Back when I was in chemotherapy, about four years ago, I decided to freeze my head to save my hair. The theory behind this “technology” is that when the scalp is frozen, chemo meds can’t circulate there, so hair doesn’t fall out.
Many hospitals now have FDA-approved machines that help patients with this process, but I was one year too early to use them. When I tried it, I had to bring four massive coolers full of dry ice and a 16-pack of helmut-shaped gel bags into the infusion room. With special gloves, Gary would snag a helmut from a cooler, and we would wrangle it onto my head, synching it tight with velcro. Every thirty minutes, we replaced it with a fresh one to ensure my scalp stayed good and frozen. Yes, it was miserable. No, for me it didn’t work. My hair fell out anyway.
But this is a story about Gary’s belly.
In the process of handling all that dry ice, Gary got a few lungfuls too many of the fumes that the ice emits. We had to transport it in our car, and even though it was stored in sealed coolers, the air in that vehicle was dense with CO2. Then, over the course of the seven hours of my infusions, he got fresh whiffs of those fumes every time he opened and closed a cooler. Ultimately, it made him sick.
“It’s anxiety,” one doctor told him. He prescribed anti-anxiety medication and told Gary to see a therapist.
“You’re having a fight-or-flight experience,” the therapist told him, and he recommended breathing exercises.
“You need a scope,” a third expert said, and we scheduled the procedure.
“You have H Pylori,” another physician told us. “SIBO too.” These diseases are serious stomach conditions that are tricky to heal. Gary wound up taking a 10-day course of antibiotics that wiped him out. Since I was in chemo at the time and our daughter was only ten, things weren’t that fun around our house.
For a while, Gary’s belly issues got better. But then they got worse again. This miserable cycle has been repeating itself for four years, and I sometimes wonder if it will go away on its own when I finally hit my 5-year-mark, that elusive date when my cancer risk plummets. But last month, a specialist prescribed antibiotics again.
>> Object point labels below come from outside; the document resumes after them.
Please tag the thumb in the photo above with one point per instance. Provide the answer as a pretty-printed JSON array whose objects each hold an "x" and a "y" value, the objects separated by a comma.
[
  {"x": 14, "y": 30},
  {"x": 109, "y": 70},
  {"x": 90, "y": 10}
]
That’s where Dr. Eliaz comes in.
He’s an holistic physician who specializes in integrative oncology unlike any I’ve ever met, an east-meets-west guy who believes in the power of mindfulness and a holistic approach to healing. A licensed acupuncturist and a serious student of Tibetan Buddhism, Dr. Eliaz meditates daily and has developed products that reflect his philosophy of the body’s natural abilities to heal. His flagship product is PectaSol-C modified citrus pectin.
“There’s no inside the box or outside the box,” he said when we talked. “There’s no box. Everybody’s different.”
As an entrepreneur, I’ve lived by this philosophy for the past twenty years. It’s the mindset that allowed me to quit my cushy job doing international strategic planning in New York so I could open a laundromat in California. Yes, my wardrobe took a hit during that transition, but my lifestyle improved immensely. That decision put my life on a much happier trajectory.
Although many people talk about thinking outside the box, very few people actually do it. And while I remain profoundly grateful for the expertise that saved my life, I suspect sometimes that medical professionals could benefit from a little more creativity.
Dr. Eliaz had my attention, and I determined I’d make an appointment to see him. But since Gary happened to be in Northern California where the doctor is based, he got to see him first.
And as I hoped, this this doctor and healer is taking a different approach to helping my husband heal.
Cancer is an octopus stretching its long arms in every direction and muddying up the water with dark squirts of ink. Somehow, it snared my husband’s belly in its orbit of influence, and I want him to feel better. But within this same orbit, I’ve met all sorts of remarkable people and I’ve seen miracles that light up my life.